Certes, les pays qui exportent vers la Chine sont de plus en plus dépendants du comportement de cet acheteur. Mais cela signifie aussi que la Chine est fragile, qu’elle n’est plus capable d’assurer une quelconque indépendance alimentaire et dépend largement des disponibilités mondiales.


« Mais cela signifie aussi que la Chine est fragile, qu’elle n’est plus capable d’assurer une quelconque indépendance alimentaire et dépend largement des disponibilités mondiales.»


Et si elle peut se permettre de ne plus importer d’orge d’Australie cette année, c’est que la récolte est suffisante ailleurs. Sinon...


AE : Lorsque la Chine est grande consommatrice d’un produit agricole, son approvisionnement mondial explose. Cela a été le cas du soja dans les années 90, avec le développement de l’offre au Brésil et en Argentine. Est-ce qu’on peut dire que la Chine fait la pluie et le beau temps sur les marchés agricoles mondiaux ?

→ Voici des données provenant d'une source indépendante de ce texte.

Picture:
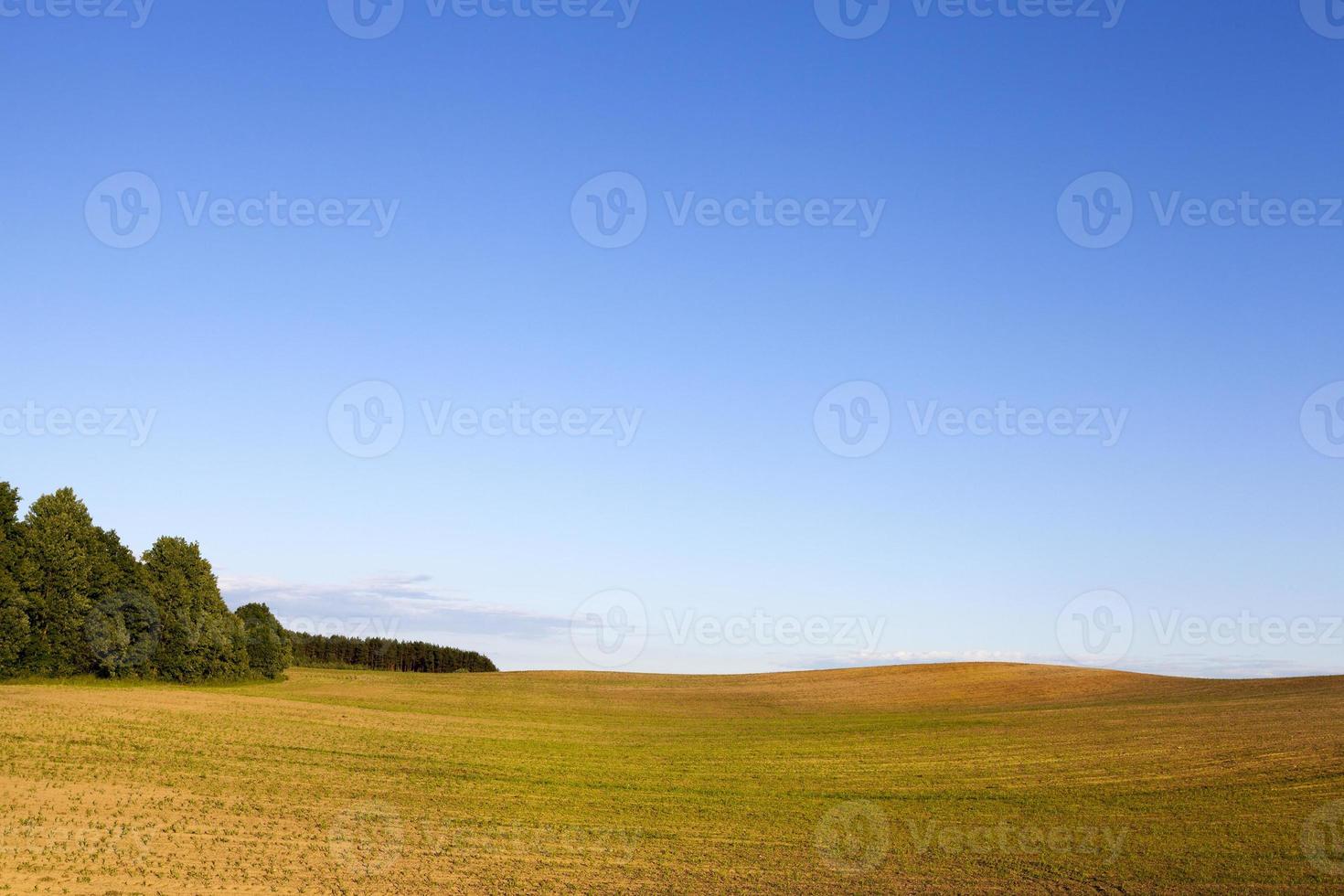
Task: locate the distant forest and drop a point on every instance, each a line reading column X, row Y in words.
column 76, row 601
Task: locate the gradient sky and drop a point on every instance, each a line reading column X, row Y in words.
column 728, row 503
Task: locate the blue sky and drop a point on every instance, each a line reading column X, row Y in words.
column 484, row 139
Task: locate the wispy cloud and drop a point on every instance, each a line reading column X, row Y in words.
column 391, row 601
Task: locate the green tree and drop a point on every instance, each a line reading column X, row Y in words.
column 57, row 571
column 197, row 638
column 14, row 614
column 269, row 652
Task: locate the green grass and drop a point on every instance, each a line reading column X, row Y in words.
column 944, row 778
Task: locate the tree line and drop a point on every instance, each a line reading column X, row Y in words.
column 77, row 601
column 383, row 655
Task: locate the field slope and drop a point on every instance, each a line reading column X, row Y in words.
column 920, row 778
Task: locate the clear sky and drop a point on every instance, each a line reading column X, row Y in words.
column 991, row 214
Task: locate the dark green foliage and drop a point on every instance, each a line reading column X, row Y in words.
column 385, row 655
column 199, row 638
column 76, row 601
column 269, row 650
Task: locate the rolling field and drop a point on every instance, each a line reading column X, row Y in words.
column 920, row 778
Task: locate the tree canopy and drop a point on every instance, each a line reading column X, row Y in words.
column 77, row 601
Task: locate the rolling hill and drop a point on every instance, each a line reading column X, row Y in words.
column 944, row 778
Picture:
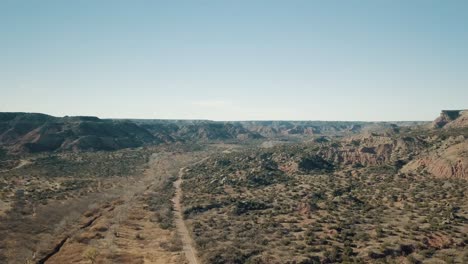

François Luguenot : Non. Le commerce est une relation entre vendeurs et acheteurs, chacun dépendant de l’autre. Certes, depuis le début de la campagne actuelle, les prix des céréales et du soja ont été poussés à la hausse à cause des énormes achats de la Chine. Mais, en ce qui concerne le blé, le prix n’a crû que dans le sillage des inquiétudes climatiques et de l’augmentation du prix du maïs.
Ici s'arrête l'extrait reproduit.